RAC1-mediated integrin alpha-6 expression in E-cadherin-deficient gastric cancer cells promotes interactions with the stroma and peritoneal dissemination

• Published in: Cancer letters Vol. 591; p. 216901
• Main Authors: Zhang, Jun, Fu, Lingfeng, Wang, Huaitao, Yonemura, Atsuko, Semba, Takashi, Yasuda-Yoshihara, Noriko, Nishimura, Akiho, Tajiri, Takuya, Tong, Yilin, Yasuda, Tadahito, Uchihara, Tomoyuki, Yamazaki, Masaya, Okamoto, Yuya, Yamasaki, Juntaro, Nagano, Osamu, Baba, Hideo, Ishimoto, Takatsugu
• Format: Journal Article
• Language: English
• Published: Ireland Elsevier B.V 01.06.2024
• Subjects: Cancer-associated fibroblasts; Extracellular matrix; Gastric cancer; Itga6; Peritoneal dissemination; Cancer-associated fibroblasts; Extracellular matrix; Peritoneal dissemination; Itga6; Gastric cancer; cancer-associated fibroblasts; peritoneal dissemination; extracellular matrix
• ISSN: 0304-3835; 1872-7980; 1872-7980
• DOI: 10.1016/j.canlet.2024.216901

Diffuse-type gastric cancer (DGC) is a subtype of gastric cancer that is prone to peritoneal dissemination, with poor patient prognosis. Although intercellular adhesion loss between cancer cells is a major characteristic of DGCs, the mechanism underlying the alteration in cell-to-extracellular matrix (ECM) adhesion is unclear. We investigated how DGCs progress and cause peritoneal dissemination through interactions between DGC cells and the tumour microenvironment (TME). P53 knockout and KRASG12V-expressing (GAN-KP) cells and Cdh1-deleted GAN-KP (GAN-KPC) cells were orthotopically transplanted into the gastric wall to mimic peritoneal dissemination. The GAN-KPC tumour morphology was similar to that of human DGCs containing abundant stroma. RNA sequencing revealed that pathways related to Rho GTPases and integrin-ECM interactions were specifically increased in GAN-KPC cells compared with GAN-KP cells. Notably, we found that Rac Family Small GTPase 1 (RAC1) induces Integrin Subunit Alpha 6 (ITGA6) trafficking, leading to its enrichment on the GC cell membrane. Fibroblasts activate the FAK/AKT pathway in GC cells by mediating extracellular matrix (ECM)-Itga6 interactions, exacerbating the malignant phenotype. In turn, GC cells induce abnormal expression of fibroblast collagen and its transformation into cancer-associated fibroblasts (CAFs), resulting in DGC-like subtypes.
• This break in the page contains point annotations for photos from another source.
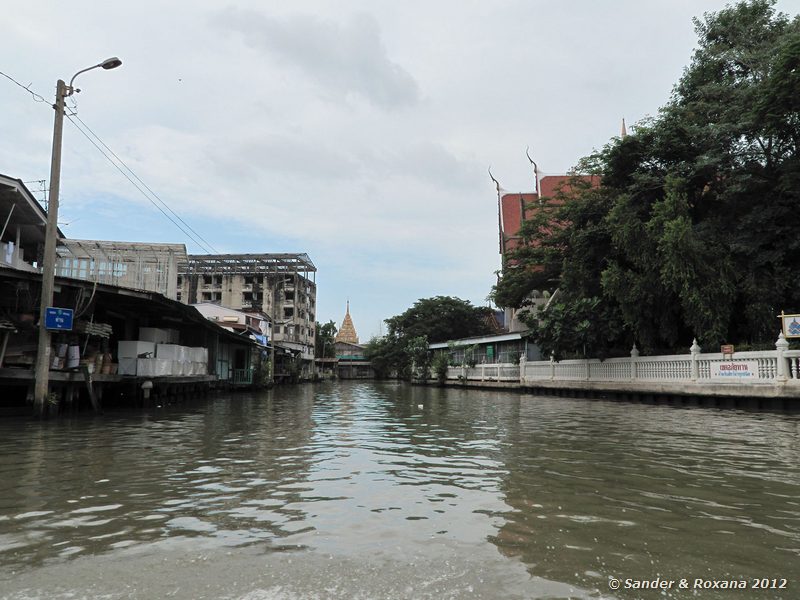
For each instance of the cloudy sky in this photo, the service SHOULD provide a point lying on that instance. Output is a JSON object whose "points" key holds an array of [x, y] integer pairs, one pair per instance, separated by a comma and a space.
{"points": [[358, 132]]}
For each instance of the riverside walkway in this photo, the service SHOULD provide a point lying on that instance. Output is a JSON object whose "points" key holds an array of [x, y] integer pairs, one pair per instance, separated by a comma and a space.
{"points": [[772, 375]]}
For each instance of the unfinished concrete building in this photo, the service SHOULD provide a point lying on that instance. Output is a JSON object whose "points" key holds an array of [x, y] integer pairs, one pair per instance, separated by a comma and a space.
{"points": [[136, 265], [281, 286]]}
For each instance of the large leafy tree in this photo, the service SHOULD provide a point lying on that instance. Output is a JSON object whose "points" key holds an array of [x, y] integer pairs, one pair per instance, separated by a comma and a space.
{"points": [[429, 320], [440, 319], [694, 230]]}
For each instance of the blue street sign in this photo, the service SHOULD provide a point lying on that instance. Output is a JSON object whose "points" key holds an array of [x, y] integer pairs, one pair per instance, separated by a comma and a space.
{"points": [[58, 318]]}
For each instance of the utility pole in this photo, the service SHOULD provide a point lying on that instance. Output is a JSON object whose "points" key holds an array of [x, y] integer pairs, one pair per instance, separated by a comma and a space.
{"points": [[43, 360]]}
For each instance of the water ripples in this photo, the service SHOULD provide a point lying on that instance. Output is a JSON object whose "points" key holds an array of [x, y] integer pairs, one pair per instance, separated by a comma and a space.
{"points": [[574, 490]]}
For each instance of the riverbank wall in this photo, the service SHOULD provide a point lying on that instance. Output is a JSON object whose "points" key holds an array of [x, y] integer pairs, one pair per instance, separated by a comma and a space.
{"points": [[754, 380]]}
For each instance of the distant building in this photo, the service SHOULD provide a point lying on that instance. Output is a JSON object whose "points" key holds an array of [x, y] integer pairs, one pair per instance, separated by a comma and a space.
{"points": [[347, 332], [513, 209], [136, 265], [22, 226], [350, 355], [280, 286]]}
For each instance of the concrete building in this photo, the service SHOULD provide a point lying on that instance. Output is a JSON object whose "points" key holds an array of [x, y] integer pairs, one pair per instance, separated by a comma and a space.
{"points": [[136, 265], [281, 286], [22, 226]]}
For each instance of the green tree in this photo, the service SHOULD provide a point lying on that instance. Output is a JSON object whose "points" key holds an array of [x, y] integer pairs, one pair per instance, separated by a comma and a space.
{"points": [[693, 231], [440, 319]]}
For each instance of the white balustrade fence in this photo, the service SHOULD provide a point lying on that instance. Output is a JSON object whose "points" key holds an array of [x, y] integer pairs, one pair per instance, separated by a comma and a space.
{"points": [[779, 366]]}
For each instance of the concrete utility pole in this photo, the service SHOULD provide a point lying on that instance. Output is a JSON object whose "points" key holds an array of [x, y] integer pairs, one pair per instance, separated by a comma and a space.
{"points": [[43, 359]]}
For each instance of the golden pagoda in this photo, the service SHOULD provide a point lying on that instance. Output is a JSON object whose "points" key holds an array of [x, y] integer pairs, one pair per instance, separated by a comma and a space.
{"points": [[347, 332]]}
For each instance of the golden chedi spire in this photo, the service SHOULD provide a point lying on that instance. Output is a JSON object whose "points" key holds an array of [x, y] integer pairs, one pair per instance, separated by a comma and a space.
{"points": [[347, 332]]}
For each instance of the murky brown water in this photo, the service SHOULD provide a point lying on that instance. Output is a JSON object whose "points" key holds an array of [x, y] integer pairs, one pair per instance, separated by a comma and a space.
{"points": [[386, 491]]}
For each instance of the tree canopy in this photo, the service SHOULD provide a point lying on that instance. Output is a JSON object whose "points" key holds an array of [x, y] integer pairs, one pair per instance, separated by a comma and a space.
{"points": [[693, 232], [429, 320]]}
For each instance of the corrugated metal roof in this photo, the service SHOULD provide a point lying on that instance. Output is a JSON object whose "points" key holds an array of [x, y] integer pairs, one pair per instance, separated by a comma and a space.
{"points": [[487, 339]]}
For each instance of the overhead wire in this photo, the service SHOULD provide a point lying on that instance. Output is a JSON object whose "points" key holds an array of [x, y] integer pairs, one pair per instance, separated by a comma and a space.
{"points": [[206, 243], [194, 236], [141, 191]]}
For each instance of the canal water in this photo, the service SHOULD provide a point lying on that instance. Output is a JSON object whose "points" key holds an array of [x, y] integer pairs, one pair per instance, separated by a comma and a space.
{"points": [[370, 490]]}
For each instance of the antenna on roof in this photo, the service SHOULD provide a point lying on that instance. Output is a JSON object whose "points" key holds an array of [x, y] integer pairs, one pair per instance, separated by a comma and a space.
{"points": [[535, 171], [496, 183]]}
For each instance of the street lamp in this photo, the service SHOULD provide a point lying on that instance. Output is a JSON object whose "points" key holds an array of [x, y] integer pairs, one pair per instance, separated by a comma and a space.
{"points": [[41, 373]]}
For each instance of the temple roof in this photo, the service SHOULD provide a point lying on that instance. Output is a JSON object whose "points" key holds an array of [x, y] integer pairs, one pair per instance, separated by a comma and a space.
{"points": [[347, 332]]}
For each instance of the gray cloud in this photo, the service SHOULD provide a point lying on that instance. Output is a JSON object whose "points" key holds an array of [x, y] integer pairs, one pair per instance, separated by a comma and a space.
{"points": [[282, 155], [347, 58]]}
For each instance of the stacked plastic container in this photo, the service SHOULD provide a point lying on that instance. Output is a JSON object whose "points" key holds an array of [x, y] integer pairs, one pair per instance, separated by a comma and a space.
{"points": [[157, 354]]}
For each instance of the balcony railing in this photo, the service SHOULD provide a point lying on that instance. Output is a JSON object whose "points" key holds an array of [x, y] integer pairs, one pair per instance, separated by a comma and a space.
{"points": [[242, 376]]}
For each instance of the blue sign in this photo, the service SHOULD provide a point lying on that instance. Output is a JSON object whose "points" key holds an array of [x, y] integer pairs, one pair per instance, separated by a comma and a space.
{"points": [[58, 318]]}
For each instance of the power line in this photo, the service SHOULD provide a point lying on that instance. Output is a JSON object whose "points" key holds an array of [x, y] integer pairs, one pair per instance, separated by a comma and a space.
{"points": [[27, 88], [156, 196], [124, 174], [196, 238]]}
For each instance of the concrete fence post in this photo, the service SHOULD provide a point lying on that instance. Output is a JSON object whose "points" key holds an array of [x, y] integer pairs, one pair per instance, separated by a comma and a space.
{"points": [[781, 346], [695, 351]]}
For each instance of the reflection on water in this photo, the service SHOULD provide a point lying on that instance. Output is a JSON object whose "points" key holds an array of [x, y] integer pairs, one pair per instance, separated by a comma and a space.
{"points": [[422, 492]]}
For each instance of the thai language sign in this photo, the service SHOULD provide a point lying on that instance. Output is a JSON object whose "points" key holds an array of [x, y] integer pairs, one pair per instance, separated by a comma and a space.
{"points": [[791, 325], [734, 370], [58, 318]]}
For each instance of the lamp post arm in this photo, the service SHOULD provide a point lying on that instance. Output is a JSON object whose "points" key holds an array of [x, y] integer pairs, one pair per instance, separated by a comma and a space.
{"points": [[70, 89]]}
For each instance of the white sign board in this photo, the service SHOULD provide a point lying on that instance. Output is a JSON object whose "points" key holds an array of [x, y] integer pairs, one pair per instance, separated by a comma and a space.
{"points": [[791, 325], [734, 370]]}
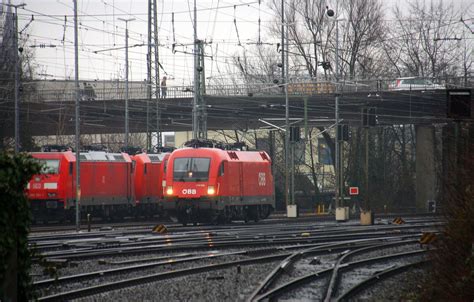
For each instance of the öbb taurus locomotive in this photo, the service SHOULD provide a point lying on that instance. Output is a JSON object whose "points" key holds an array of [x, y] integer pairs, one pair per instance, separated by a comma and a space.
{"points": [[209, 184], [112, 185], [192, 184]]}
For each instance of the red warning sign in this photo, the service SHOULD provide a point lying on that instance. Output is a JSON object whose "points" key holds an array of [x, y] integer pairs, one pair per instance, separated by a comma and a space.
{"points": [[353, 190]]}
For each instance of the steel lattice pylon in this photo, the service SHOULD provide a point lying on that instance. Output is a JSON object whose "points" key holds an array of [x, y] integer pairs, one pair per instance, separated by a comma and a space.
{"points": [[153, 80]]}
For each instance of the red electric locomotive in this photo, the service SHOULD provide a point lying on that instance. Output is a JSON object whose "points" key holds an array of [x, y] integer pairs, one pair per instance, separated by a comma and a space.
{"points": [[148, 178], [210, 185], [106, 184]]}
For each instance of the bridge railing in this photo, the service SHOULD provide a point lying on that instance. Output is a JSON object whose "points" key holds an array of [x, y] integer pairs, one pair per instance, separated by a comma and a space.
{"points": [[296, 87]]}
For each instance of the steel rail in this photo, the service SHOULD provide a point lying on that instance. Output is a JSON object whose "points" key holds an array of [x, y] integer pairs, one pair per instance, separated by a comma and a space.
{"points": [[89, 252], [278, 291], [272, 276], [154, 277], [379, 277], [334, 277]]}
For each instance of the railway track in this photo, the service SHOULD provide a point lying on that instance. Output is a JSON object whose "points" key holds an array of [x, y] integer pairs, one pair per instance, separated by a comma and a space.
{"points": [[246, 252]]}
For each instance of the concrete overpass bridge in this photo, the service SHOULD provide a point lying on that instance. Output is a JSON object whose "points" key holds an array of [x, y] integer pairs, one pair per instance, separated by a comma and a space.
{"points": [[252, 106], [50, 111]]}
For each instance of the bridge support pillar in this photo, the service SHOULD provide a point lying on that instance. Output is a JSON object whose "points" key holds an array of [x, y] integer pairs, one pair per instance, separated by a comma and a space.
{"points": [[425, 167]]}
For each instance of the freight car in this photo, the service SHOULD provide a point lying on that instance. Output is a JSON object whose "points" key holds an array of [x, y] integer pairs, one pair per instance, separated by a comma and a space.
{"points": [[214, 185], [106, 185]]}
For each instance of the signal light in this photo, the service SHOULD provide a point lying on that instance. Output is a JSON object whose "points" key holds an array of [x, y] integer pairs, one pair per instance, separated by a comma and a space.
{"points": [[211, 190]]}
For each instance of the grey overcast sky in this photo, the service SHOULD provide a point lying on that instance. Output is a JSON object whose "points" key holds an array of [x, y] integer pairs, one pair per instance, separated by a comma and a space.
{"points": [[224, 22]]}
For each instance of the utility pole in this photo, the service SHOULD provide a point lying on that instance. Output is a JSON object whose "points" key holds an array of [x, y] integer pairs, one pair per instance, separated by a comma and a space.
{"points": [[341, 214], [291, 207], [17, 76], [196, 79], [199, 108], [153, 74], [126, 79], [77, 116]]}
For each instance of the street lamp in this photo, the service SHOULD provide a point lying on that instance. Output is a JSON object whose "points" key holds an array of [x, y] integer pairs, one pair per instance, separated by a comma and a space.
{"points": [[126, 79]]}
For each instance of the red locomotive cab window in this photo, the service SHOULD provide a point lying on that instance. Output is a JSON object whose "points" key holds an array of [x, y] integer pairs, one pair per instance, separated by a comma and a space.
{"points": [[49, 166], [221, 169]]}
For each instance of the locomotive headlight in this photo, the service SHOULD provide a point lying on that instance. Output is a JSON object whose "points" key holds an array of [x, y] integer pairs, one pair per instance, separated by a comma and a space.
{"points": [[211, 190]]}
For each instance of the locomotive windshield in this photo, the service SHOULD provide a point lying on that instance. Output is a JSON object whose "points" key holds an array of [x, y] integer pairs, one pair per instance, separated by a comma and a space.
{"points": [[49, 166], [191, 169]]}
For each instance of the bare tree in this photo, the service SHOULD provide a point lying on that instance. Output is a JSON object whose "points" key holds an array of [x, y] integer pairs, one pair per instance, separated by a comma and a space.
{"points": [[424, 36]]}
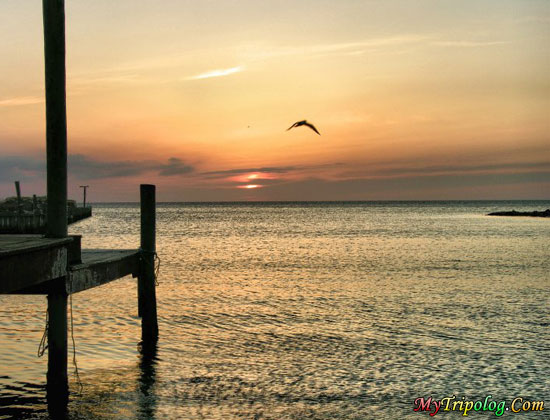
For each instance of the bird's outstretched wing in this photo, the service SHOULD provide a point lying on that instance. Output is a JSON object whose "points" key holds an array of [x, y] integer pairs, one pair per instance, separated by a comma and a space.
{"points": [[312, 127]]}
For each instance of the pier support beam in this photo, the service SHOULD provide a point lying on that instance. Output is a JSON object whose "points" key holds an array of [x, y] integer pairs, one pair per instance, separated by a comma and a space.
{"points": [[56, 227], [147, 299], [58, 384], [56, 117]]}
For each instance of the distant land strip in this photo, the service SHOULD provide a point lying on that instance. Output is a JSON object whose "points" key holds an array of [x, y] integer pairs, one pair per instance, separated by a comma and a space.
{"points": [[545, 213]]}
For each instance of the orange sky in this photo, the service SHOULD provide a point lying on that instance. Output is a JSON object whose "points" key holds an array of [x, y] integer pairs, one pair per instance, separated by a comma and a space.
{"points": [[414, 100]]}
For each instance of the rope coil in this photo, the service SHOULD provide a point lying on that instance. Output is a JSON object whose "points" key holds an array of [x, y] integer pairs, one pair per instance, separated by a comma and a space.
{"points": [[156, 263]]}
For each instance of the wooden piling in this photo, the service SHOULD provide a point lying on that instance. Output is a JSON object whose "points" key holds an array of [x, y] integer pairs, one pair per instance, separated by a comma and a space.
{"points": [[56, 225], [57, 381], [56, 117], [147, 301]]}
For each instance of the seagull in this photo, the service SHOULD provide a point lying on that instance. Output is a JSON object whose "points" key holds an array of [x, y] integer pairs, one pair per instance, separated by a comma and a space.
{"points": [[304, 122]]}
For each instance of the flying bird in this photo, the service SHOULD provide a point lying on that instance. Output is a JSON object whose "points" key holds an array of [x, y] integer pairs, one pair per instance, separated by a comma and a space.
{"points": [[304, 122]]}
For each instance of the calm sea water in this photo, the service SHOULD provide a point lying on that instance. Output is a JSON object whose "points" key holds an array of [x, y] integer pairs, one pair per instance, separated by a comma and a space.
{"points": [[303, 311]]}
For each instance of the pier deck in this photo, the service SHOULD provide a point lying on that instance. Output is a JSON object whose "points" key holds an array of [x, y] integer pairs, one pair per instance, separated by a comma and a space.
{"points": [[32, 264]]}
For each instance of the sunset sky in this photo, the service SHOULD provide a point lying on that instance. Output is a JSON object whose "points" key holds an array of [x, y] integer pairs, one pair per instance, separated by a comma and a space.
{"points": [[428, 99]]}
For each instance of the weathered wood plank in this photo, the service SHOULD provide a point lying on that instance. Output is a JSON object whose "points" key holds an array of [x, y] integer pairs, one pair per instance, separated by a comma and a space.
{"points": [[17, 244], [102, 266], [29, 260]]}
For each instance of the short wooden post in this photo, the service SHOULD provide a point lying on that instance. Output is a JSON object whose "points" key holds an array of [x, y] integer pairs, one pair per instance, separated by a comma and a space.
{"points": [[57, 385], [147, 300]]}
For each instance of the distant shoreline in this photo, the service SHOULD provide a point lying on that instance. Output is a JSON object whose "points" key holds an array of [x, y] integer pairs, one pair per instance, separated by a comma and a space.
{"points": [[545, 213]]}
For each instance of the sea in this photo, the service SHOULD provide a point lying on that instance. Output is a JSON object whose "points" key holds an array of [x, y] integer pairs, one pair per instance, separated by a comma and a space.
{"points": [[304, 310]]}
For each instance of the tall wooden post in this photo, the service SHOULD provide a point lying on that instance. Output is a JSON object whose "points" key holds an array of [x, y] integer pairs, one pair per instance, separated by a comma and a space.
{"points": [[57, 381], [19, 206], [56, 150], [56, 116], [84, 187], [147, 300]]}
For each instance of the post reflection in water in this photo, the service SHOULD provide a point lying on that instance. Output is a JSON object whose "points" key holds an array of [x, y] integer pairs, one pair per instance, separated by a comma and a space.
{"points": [[147, 399]]}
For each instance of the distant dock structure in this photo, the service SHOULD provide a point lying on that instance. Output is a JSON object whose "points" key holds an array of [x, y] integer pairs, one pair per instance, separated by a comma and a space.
{"points": [[54, 264], [26, 215]]}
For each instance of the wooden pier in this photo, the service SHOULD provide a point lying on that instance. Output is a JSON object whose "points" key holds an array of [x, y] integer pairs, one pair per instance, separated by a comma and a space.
{"points": [[55, 264], [58, 267]]}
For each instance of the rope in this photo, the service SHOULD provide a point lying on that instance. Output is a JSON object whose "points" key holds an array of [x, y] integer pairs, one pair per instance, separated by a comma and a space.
{"points": [[44, 341], [156, 263], [77, 374]]}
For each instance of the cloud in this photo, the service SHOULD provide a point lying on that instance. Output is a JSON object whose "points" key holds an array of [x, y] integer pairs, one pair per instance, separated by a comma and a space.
{"points": [[84, 167], [239, 171], [468, 44], [268, 169], [22, 100], [175, 166], [216, 73], [13, 168], [356, 47]]}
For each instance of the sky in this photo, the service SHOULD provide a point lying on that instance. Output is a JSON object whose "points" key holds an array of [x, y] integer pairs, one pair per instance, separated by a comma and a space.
{"points": [[414, 100]]}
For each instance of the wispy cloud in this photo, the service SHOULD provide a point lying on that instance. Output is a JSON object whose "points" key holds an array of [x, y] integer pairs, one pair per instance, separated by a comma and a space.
{"points": [[85, 167], [468, 44], [22, 100], [267, 170], [356, 47], [217, 73]]}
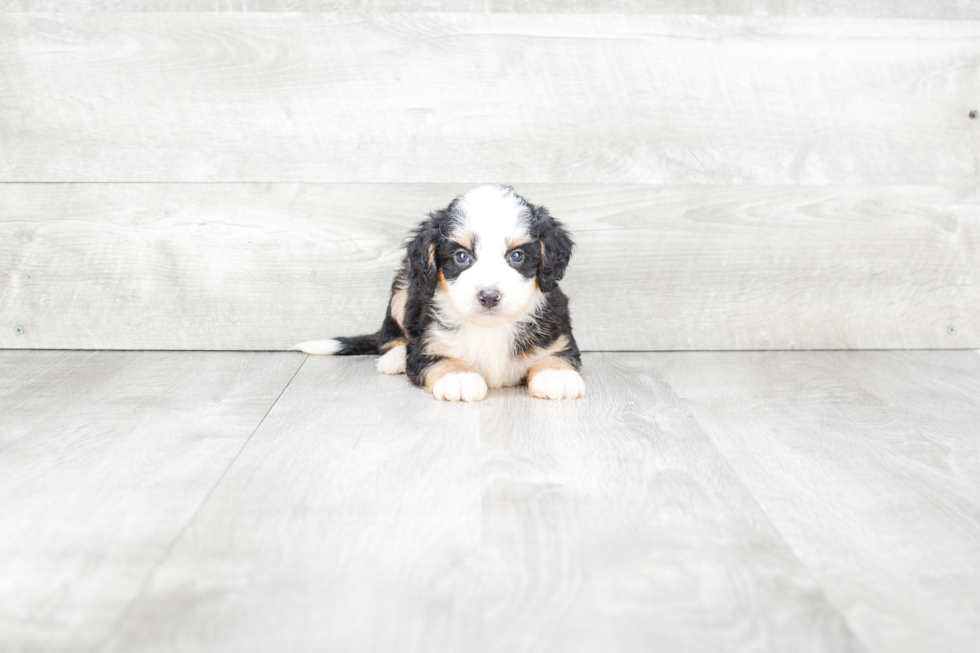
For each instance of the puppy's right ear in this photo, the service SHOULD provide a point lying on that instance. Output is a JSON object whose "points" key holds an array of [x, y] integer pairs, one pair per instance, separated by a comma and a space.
{"points": [[422, 255]]}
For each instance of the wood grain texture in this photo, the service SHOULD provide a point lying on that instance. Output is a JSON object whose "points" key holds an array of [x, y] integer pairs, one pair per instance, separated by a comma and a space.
{"points": [[104, 458], [929, 9], [264, 266], [349, 524], [612, 523], [462, 97], [365, 516], [866, 464]]}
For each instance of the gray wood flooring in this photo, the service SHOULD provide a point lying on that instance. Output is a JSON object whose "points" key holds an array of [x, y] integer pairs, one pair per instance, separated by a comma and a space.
{"points": [[777, 501]]}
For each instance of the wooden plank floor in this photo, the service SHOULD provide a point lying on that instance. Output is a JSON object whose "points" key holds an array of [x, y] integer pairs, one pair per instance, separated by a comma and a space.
{"points": [[777, 501]]}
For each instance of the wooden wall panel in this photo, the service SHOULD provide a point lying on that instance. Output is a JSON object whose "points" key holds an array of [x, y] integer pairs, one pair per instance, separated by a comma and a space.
{"points": [[532, 98], [263, 266], [929, 9]]}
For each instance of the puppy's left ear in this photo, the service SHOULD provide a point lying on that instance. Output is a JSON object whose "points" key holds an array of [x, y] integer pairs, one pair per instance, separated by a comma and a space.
{"points": [[556, 247]]}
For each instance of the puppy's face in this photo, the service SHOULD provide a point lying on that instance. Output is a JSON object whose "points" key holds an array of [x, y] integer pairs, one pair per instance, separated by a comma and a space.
{"points": [[488, 261], [489, 257]]}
These findings indicate that Cdh1 gene loss leads to abnormal expression and changes in the subcellular localization of ITGA6 through RAC1 signalling. The latter, through interactions with CAFs, allows for peritoneal dissemination. Loss of the Cdh1 gene leads to abnormal expression and changes in the subcellular localization of Itga6 through Rac1 signalling. The latter, through interactions with CAFs, allows for peritoneal dissemination. The activated Itga6-FAK-AKT axis promotes cell growth and migration. [Display omitted] •GAN-KP and Cdh1-deleted GAN-KP (GAN-KPC) cells derived orthotopic tumours mimic the characteristics of human IGC and DGC.•Rac1 induces Itga6 trafficking, leading to its enrichment on the GC cell membrane.•Fibroblasts activate FAK/AKT pathway in GC cells through ECM-Itga6 interaction, thereby exacerbating the malignant phenotype.•GC cells enhance the collagen expression in fibroblast and the transformation into CAFs, resulting in DGC-like morphology.